ANDERSON — The decision to retire from the restaurant business had been made for awhile, according to Gary Yeary, owner of The Cabbage Rose Eatery & Gift Shop.
But with his wife and co-owner, Beth, dealing with a recurring medical issue involving one of her feet, the couple recently decided the time for a change was now.
“The long hours standing have taken a toll on me,” Beth wrote in a post this week on the restaurant’s Facebook page. “Therefore, after much prayer and discussion with the family we have decided that this would be a good time to retire and close our doors. This will be effective immediately.”
Their announcement was greeted with an outpouring of comments that mixed sadness with understanding.
“I’m so sad to see you all close, but I’m so happy that you have put your needs first and made yourself (and your health) a priority,” one commenter wrote. “I hope you enjoy this chapter more than the last.”
Gary Yeary said he and his family were overwhelmed by the sentiments expressed in many private messages, notes and conversations with customers they’ve had over the years.
“We’ve developed a lot of friendships over the years, so it’s sad for us to reach this point,” he said. “Our customers, we’re like family. But we’re ready to move on do something different and enjoy ourselves a little bit.”
The restaurant occupied a prime location on Meridian Street, which has seen an influx of new eateries, arts centers and other amenities that have bolstered the neighborhood’s image as an after-hours entertainment destination. While the building is privately owned, city officials say they’re ready to facilitate the process of filling the location, preferably with another restaurant.

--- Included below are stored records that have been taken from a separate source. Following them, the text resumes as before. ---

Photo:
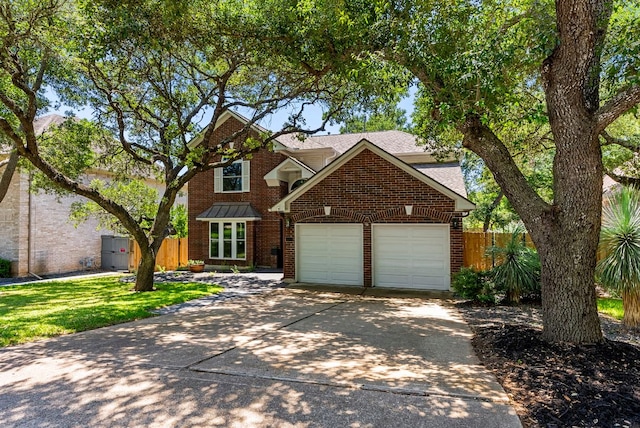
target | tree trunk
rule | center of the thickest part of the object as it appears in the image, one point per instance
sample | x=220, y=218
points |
x=631, y=305
x=569, y=304
x=146, y=268
x=7, y=174
x=492, y=207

“We’re currently courting a number of high quality eating establishments as far as filling some of these downtown locations,” said Greg Winkler, executive director of the Anderson Economic Development Department. “This (opening) will factor into it.”
Winkler noted that the building has a fully finished commercial kitchen that has passed its most recent inspections by the county’s health department.

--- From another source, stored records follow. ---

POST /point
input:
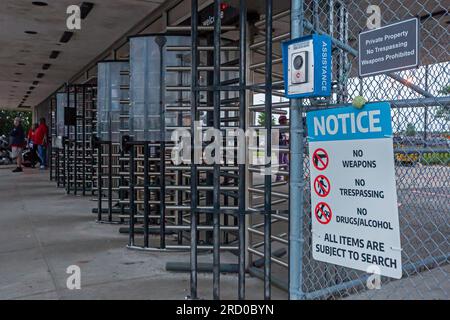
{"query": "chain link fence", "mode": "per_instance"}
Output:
(420, 122)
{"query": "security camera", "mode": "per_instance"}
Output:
(299, 70)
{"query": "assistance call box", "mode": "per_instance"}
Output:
(307, 66)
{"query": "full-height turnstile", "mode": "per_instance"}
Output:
(112, 108)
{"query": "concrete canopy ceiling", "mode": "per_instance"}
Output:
(23, 55)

“With a kitchen that’s ready to go, it’s going to be a great opportunity for someone,” he said.
The restaurant and gift shop will hold a closing sale the last two days of July, offering furniture and other items. Gary Yeary said he and his wife and working on developing a cookbook featuring some of the restaurant’s most popular recipes, and some online projects are also in the works.
But for the next few weeks, he said, they’ll take some time to rest and adjust to a new season of life.
“We’ve had 31 years, and we’re just tired,” he said. “We wanted to go out on our terms, and we’re just going to enjoy our retirement.”